一种定点编辑存储有数据的核酸序列的方法和相应的装置。

Description

一种定点编辑存储有数据的核酸序列的方法及装置 技术领域
本发明属于分子生物学领域,特别是属于核酸存储技术领域,更具体地涉及一种定点编辑存储有数据的核酸序列的方法和相应的装置。
背景技术
随着现代科技,尤其是互联网大数据的发展,全球的数据呈现指数级攀升的态势。不断增长的数据量对存储技术提出越来越高的要求。传统的存储技术,如磁带以及光碟存储,因为存储密度和时间有限越来越无法满足当前的数据需求。
近年来发展起来的DNA存储技术为解决这些问题提供了一条新的途径。DNA(脱氧核糖核苷酸)是一种由脱氧核糖以及四种含氮碱基(腺嘌呤(A)、胸腺嘧啶(T)、胞嘧啶(C)、鸟嘌呤(G))组成的双链结构,是遗传信息的载体,控制着生命的发育和延续以及生命机能的运作。DNA是自然界已知密度最大,最稳定的信息存储载体之一。DNA合成和测序技术的发展使其成为数字化信息存储载体提供了可能。与传统的存储介质相比,以DNA作为存储介质进行信息存储具有存储时间长——可以达到几千年以上,是现有磁带和光盘介质的百倍以上,存储密度高——可以达到10 9Gb/mm 3,是有磁带和光盘介质的千万倍以上,以及存储安全性好等特点。
DNA数据存储通常包括以下步骤:1)编码:将电脑信息的二进制0/1代码转换为A/T/C/G的DNA序列信息;2)合成:利用DNA合成技术合成具有相应序列的DNA分子,并将获得的合成DNA分子保藏在离体介质或者活体细胞内;3)测序:利用测序技术读取存储的DNA分子的DNA序列;4)解码:利用步骤1中与编码过程相对应的方式,将测序获得的DNA序列转换为二进制0/1代码,进一步转换为电脑信息。为了实现有效的DNA数据存储,需要进一步开发针对以上步骤流程的技术。
发明内容
本公开的发明人发现,现有的DNA存储方法存在无法定点修改、添加和删除的问题。现有的DNA存储方法都是以一次性合成为目的的存储数据信息并长期保存。假设在合成完成后,发现需要存储的原始信息有误,或者合成时发生了个别错误且无法利用编码纠错码进行恢复时,现有的方法只能把原有合成的DNA全部丢弃,重新 合成,从而大大降低了DNA存储的容错率。针对上述问题,本公开提出了一种定点编辑存储有数据的核酸序列的方法以及相应的装置。
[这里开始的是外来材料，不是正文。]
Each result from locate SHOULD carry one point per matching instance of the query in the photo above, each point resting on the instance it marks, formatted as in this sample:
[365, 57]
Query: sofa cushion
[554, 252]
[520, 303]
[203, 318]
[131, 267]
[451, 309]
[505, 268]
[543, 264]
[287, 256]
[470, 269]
在第一方面,本发明提供了一种定点编辑存储有数据的核酸序列的方法,包括以下步骤:
(1)将存储有数据的核酸序列拆分成多个序列片段,将所有的序列片段划分成i个分区,i为正整数;
(2)在每个分区中的序列片段的一端或两端添加分区接头,其中每个分区的分区接头序列彼此不同;
(3)合成步骤(2)所述的每个分区中的序列片段为核酸片段;
(4)确定待编辑的序列片段所在的分区n,记为第n分区;
(5)使用分区引物库扩增除了第n分区的序列片段之外的所有分区的序列片段,其中所述分区引物库包括分别与第1分区,第2分区,……,第n-1分区,第n+1分区,……,以及第i分区的分区接头序列至少部分互补的引物,从而获得包含第1分区,第2分区,……,第n-1分区,第n+1分区,……,以及第i分区的序列片段的文库;和
(6)更正第n分区中待编辑的序列片段中的错误序列,得到正确的序列后,按照正确的序列合成第n分区中的所有序列片段,并将其加入到步骤(5)所述的文库中,从而获得序列正确的文库。
在具体实施方式中,在步骤(1)中,所述数据为文字信息、图像信息、或声音信息。
在具体实施方式中,在步骤(1)之前,通过第一编码规则将所述数据编码为二进制数据。所述第一编码规则是本领域技术人员已知的二进制编码规则。
在具体实施方式中,在步骤(1)之前,通过第二编码规则将所述二进制数据编码为核酸序列,从而获得存储有数据的核酸序列。所述第二编码规则是本领域技术人员已知的,其中,第二编码规则包括但不限于Huffman编码规则、喷泉码编码规则、异或编码规则、Grass编码规则。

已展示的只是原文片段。